The running cost of an Agent is tokens. Every tool result spends some of the Agent’s context budget. So every Huozi tool is designed to let the Agent get the right answer with the fewest tokens:

Read has a session cache. If the Agent has already read a file at a given version in the current session, the next huozi_read returns file_unchanged — zero bytes.
Read is paginated by line offset. The Agent can ask for offset: 200, limit: 50 and skip pulling the whole file back.
Edit returns a unified patch. One-character change in a ten-line file returns a three-line diff, not the whole new file body.
Glob returns paths only. The Agent sees the shape first, then picks what’s worth reading.
Batch edit collapses to one commit.
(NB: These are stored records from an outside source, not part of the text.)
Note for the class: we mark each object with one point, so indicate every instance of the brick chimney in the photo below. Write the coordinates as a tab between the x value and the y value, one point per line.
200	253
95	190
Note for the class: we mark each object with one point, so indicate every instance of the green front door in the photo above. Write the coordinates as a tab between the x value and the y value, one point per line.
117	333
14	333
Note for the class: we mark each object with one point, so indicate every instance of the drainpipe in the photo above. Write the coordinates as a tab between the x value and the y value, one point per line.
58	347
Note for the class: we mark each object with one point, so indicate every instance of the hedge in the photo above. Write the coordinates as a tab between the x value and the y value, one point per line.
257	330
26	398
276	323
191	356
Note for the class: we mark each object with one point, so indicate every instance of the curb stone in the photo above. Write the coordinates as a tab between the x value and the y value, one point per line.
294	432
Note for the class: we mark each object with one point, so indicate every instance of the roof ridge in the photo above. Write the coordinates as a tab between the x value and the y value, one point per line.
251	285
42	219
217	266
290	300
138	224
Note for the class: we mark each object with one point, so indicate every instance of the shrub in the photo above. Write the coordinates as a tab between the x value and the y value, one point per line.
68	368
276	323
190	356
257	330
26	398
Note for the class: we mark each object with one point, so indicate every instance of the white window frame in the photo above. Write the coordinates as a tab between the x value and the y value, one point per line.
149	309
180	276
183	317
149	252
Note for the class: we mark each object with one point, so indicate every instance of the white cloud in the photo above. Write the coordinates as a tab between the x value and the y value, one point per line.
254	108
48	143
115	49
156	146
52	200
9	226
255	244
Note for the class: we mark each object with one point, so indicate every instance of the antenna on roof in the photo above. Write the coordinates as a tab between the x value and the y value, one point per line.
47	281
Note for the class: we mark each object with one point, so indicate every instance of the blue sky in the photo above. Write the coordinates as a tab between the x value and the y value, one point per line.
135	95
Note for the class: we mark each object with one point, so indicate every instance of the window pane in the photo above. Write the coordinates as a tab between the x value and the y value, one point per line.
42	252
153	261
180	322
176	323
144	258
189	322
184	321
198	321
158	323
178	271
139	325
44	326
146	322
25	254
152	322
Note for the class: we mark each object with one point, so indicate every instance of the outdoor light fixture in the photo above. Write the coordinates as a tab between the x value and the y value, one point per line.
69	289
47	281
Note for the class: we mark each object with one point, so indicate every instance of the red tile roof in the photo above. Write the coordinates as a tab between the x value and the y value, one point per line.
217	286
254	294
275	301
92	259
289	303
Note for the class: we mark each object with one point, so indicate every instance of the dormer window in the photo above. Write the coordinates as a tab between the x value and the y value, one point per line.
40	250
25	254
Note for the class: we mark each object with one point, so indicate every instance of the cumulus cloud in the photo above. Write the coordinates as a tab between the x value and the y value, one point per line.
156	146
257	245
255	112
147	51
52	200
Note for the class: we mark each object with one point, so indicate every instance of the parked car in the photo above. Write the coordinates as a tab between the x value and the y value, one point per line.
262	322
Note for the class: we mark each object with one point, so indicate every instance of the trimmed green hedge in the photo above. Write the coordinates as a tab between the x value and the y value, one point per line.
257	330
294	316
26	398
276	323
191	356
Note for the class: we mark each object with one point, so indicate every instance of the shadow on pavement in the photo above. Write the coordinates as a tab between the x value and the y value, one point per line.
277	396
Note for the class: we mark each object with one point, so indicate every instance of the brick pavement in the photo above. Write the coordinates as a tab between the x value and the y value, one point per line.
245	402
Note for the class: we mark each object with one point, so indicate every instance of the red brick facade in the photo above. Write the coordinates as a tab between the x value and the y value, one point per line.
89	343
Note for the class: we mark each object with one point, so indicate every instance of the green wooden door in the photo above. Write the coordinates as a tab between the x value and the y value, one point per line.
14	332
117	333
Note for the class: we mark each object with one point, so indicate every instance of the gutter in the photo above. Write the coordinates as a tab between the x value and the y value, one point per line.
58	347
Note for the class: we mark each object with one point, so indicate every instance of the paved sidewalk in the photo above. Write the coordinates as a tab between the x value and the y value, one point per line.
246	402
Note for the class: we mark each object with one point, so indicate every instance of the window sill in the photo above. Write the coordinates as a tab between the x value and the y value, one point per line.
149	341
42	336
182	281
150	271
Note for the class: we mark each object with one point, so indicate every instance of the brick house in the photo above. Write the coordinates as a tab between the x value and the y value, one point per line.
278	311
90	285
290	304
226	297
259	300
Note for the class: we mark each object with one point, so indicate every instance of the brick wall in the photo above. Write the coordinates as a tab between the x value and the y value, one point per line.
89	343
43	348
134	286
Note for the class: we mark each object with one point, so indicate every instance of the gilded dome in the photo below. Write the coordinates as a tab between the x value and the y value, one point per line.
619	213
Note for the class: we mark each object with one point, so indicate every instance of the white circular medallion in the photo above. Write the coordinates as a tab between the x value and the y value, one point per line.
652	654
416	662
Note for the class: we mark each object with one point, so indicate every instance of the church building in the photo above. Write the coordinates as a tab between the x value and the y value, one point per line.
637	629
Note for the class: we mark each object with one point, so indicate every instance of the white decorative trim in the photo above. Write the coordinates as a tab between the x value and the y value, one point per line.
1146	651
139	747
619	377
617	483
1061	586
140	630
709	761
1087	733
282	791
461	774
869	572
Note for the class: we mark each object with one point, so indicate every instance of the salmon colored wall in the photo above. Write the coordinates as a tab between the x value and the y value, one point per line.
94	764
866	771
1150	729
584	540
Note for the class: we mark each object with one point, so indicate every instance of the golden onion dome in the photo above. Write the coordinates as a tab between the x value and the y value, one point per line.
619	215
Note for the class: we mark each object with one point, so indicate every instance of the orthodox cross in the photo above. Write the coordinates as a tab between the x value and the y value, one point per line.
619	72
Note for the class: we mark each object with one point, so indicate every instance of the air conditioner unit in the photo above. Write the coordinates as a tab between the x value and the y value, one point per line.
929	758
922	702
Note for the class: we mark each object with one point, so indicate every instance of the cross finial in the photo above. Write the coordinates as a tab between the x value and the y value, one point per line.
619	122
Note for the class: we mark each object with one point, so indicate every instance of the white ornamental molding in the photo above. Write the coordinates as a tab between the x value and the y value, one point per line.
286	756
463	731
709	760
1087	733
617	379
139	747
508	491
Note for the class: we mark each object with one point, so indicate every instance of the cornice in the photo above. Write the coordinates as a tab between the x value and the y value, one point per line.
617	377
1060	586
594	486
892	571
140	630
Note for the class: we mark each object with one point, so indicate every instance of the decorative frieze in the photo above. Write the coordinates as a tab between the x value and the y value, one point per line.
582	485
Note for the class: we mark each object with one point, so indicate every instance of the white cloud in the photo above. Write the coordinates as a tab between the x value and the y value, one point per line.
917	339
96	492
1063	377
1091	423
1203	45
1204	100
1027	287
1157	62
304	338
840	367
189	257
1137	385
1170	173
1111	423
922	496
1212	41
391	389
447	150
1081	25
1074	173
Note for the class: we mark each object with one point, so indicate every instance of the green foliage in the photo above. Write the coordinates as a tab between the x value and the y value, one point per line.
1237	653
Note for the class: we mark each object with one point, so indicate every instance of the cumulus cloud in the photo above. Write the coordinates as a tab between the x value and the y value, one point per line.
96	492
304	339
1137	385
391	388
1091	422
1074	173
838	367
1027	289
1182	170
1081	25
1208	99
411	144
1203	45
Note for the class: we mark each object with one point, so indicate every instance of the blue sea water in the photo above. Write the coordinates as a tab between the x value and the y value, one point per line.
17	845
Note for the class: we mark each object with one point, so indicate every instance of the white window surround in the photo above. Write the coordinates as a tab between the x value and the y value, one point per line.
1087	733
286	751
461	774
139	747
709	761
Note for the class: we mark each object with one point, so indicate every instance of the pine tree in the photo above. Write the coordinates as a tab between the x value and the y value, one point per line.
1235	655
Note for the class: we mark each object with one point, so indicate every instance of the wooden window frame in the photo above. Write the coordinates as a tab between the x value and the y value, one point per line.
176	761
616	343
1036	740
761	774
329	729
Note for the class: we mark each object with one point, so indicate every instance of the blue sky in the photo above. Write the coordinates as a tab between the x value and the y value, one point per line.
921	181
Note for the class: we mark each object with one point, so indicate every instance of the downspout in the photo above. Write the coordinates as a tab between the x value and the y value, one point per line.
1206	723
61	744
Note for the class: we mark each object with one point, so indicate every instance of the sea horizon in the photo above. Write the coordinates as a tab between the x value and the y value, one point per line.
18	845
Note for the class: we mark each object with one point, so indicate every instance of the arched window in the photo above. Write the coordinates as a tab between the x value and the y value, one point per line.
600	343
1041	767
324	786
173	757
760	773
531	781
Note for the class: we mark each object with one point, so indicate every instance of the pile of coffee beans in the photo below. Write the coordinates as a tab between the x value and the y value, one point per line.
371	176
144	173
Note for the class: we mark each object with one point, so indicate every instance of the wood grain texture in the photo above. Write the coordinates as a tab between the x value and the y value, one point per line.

N edits across M files cost one tool call’s worth of round-trip tokens.

The one-line version

Huozi’s core assumption is that an Agent is not a user who needs to be wrapped in product-shaped APIs — it is an engineer who can use Unix tools. So we don’t invent new abstractions. We hand the Agent exactly what it already knows how to use — a file system, paths, grep, commits, patches — in full. The Workspace lives outside the Agent; the Agent is just the CPU operating on it.

Files as the vessel. Agents as the craft.